Cuando a su madre, la maravillosa Rocío Jurado, le diagnosticaron un tumor en el páncreas, Rocío no lo ocultó. Lo dijo y lo habló con toda naturalidad con sus amigos. Y de lo que escribo puede dar fe el maestro Ortega Cano, al que le tocó lidiar el peor toro de su vida. Rocío se ingresó en un hospital norteamericano, y volvió a España para morir. Lo tenía tan claro y sabido, que en una entrevista se refirió a la maravilla de los amaneceres. – Cada amanecer doy gracias a Dios por regalarme un día más-. Se fue destruyendo su organismo, pero mantuvo el tipo hasta el final, como mi inolvidable amigo Juan Antonio Vallejo-Nágera. Pocos días antes de su fallecimiento me llamó: -Alfonsete – así me llamaba-, quiero despedirme de ti-. En su casa de la calle Santiago Bernabéu, con su biblioteca rebosada de libros encuadernados por él, esperé a que su hija mayor me llevara hasta su cuarto. Y estuvimos hablando, con mucha naturalidad, de su último libro. Me encargó que se lo presentara, ya con él al otro lado. –Abrázame-, me ordenó al despedirlo. Estaba lleno de cables y artefactos, y tomé su mano, y se la besé. – Te has despedido de mí como si fuera el Cardenal Primado -. La última imagen que guardo de Juan Antonio es la de un moribundo sonriente. Un valiente. Un hombre. Como Rocío. Una valiente. Una mujer total.

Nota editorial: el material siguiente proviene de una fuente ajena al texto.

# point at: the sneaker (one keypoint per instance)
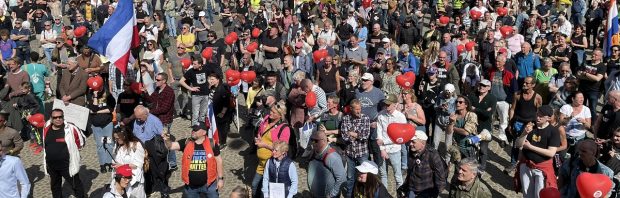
(38, 150)
(511, 169)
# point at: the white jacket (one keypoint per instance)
(75, 139)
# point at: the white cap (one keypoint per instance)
(449, 88)
(368, 76)
(420, 135)
(368, 167)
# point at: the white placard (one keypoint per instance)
(73, 113)
(276, 190)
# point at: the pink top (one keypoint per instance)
(286, 132)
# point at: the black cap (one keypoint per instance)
(199, 126)
(545, 110)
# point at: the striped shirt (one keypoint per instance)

De ahí que me haya sorprendido leer unas declaraciones de su hija, que demuestra su nula capacidad intuitiva. “No fui consciente de que se moría hasta pocos días antes”. Lo dijo en un programa de televisión de esos que pagan muy bien. Pero no quedó natural. Sobreactuó. La muerte de Rocío Jurado fue el desenlace de una larga agonía. Todos los que eran amigos, o parientes de Rocío sabían que, de un día a otro, podía dormirse para siempre. A esta chica hay que darle clases de intuición. Como al hijo del marqués de los Predios Jerónimos, que falleció a los 101 años de edad. Su hijo, ya muy mayorcito, al recibir las condolencias repetía. –Gracias, gracias, ha sido tan inesperado, un escopetazo-.
Con todo mi respeto y cariño, lo mismo.